But I couldn't. So they drove with me to tree lots and nurseries and I acted awful. I didn't want a pruned and dyed tree, I said. They all look exactly alike - not a tad of tree personality in a one of them. Now a tree in the woods looks different, with its branches straying to the right and to the left and none of that pointed prefab look that boughten trees have. One young nurseryman agreed with me.
"How about a holly?" he asked. "They are themselves - holly trees - unshaped, undyed."
"And un-Christmasy-looking," my daughter put in dryly.
"Of course holly is Christmasy," I said. "Symbolic. The thorns represent the crown of thorns Jesus wore. The red berries represent the drops of his blood."
"Sold!" said my children. "We'll take two holly trees; one to decorate, one to plant."
And that's how I happen to have a tree that my friend Nan pronounced as "no worse than some I've seen." I love it. It's just right to stand in the only space my living room offers, a berth on a table in front of a window.

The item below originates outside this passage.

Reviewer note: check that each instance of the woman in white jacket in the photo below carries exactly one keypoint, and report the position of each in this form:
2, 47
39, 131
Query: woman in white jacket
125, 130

It is too small for all the ornaments I have collected through the years, so I just strung a few, the lighter ones so as not to bend its branches too much. I rejected the strings of electric lights as probably too hot for its green leaves, using the old candles instead. It'll be too hot for them, too, I realized, but maybe we can light them for one chorus of "Silent Night" with buckets of sand and water handy.
It's a plantable tree, too, and that will justify my taking it down immediately after Christmas instead of waiting for New Year's or Twelfth Night (Jan. 6) as legend dictates. I know just where I want it in the yard, and somehow I believe it will live. It must know it's special - no blow-dry pruning, no dye, just a year-round tree.